Si cerca la mediazione sul nuovo decreto Covid che dovrebbe entrare in vigore lunedì modificando i parametri per il passaggio da un colore all’altro, regolare l’uso del green pass, e prorogare lo stato di emergenza fino a fine anno. Le Regioni, sulla spinta delle più piccole che avendo meno strutture ospedaliere rischiano a loro dire di essere penalizzate da criteri considerati restrittivi, hanno proposto di portare il limite massimo di occupazione dei posti letto per restare in zona bianca al 20% per le terapie intensive e al 30% per i reparti ordinari.

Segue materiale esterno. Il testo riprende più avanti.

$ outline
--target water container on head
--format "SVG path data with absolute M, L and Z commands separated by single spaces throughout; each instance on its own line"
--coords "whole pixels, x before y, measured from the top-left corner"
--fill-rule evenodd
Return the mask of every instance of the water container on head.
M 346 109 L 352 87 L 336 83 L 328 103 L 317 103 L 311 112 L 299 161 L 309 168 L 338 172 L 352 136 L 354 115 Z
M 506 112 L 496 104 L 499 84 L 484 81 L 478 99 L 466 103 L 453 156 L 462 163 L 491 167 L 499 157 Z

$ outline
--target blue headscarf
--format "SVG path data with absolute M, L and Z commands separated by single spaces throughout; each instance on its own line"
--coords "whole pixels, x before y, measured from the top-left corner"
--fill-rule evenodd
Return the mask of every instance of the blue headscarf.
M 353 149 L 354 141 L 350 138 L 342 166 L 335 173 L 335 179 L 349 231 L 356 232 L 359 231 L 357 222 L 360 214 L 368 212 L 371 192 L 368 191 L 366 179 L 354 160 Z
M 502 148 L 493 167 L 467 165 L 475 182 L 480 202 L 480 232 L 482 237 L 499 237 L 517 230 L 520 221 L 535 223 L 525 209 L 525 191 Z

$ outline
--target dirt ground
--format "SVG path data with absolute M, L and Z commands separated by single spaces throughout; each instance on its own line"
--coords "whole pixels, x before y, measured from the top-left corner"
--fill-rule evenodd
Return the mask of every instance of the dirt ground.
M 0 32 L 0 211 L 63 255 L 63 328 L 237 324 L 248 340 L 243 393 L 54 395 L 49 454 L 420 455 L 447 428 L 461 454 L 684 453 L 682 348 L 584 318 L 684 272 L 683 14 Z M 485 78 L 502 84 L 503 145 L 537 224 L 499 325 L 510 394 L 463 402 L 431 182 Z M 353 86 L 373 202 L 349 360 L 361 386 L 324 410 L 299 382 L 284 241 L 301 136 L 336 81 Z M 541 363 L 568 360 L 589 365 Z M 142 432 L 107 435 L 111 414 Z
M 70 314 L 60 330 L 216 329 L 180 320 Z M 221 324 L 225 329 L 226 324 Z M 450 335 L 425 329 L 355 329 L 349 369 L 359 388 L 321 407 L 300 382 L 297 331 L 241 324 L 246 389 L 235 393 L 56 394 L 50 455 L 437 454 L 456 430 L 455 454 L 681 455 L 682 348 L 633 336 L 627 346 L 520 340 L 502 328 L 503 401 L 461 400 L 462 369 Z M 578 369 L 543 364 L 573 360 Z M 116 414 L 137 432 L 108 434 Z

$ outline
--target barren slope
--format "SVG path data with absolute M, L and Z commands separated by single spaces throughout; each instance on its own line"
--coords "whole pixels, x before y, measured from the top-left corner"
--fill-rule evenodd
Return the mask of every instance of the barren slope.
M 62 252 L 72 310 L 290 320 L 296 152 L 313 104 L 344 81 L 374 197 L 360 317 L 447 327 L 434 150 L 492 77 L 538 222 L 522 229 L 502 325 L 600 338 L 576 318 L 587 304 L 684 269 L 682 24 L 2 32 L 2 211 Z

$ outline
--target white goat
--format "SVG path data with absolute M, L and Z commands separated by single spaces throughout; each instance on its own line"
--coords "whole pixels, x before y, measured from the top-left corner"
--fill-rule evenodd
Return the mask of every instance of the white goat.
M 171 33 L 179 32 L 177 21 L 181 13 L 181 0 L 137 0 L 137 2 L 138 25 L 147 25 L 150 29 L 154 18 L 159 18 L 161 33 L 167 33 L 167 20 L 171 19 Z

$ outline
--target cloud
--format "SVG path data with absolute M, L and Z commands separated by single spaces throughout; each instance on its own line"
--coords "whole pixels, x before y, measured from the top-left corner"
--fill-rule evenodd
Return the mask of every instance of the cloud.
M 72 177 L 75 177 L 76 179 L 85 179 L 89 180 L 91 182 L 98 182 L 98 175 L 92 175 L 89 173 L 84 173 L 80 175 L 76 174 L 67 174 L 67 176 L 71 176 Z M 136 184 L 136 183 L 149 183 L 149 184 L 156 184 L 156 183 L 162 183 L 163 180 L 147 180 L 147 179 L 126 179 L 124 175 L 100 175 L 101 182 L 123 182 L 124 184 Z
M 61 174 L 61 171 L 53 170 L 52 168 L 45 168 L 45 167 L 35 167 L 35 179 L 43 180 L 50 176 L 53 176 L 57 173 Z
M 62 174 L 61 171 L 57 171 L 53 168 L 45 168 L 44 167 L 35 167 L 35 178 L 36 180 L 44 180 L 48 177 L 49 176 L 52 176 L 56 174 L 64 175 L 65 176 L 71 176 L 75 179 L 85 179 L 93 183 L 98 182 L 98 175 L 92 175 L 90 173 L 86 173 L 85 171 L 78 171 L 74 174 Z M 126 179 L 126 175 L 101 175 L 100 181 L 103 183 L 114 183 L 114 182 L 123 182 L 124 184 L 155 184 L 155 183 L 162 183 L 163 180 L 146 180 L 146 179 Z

“Si tratta di proposte che facciamo al Governo, in un’ottica di collaborazione istituzionale”, assicura il presidente Massimiliano Fedriga, anche “alla luce dell’attuale contesto epidemiologico – caratterizzato da un aumento dell’incidenza ma da una bassa occupazione dei posti letto ospedalieri – e dalla progressione intensa della campagna vaccinale”. Proposte però che il governo, soprattutto l’area più rigorista, considera “troppo lontane” dalle raccomandazioni del Cts – che invece fissava i parametri rispettivamente al 5% e al 10% – di cui si sta tenendo conto nella scrittura del nuovo decreto: bisogna trovare un punto d’incontro che potrebbe essere quello di far scattare il passaggio in zona gialla con più del 10% dei posti occupati in terapia intensiva e più del 15% o al massimo 20% dei reparti ordinari.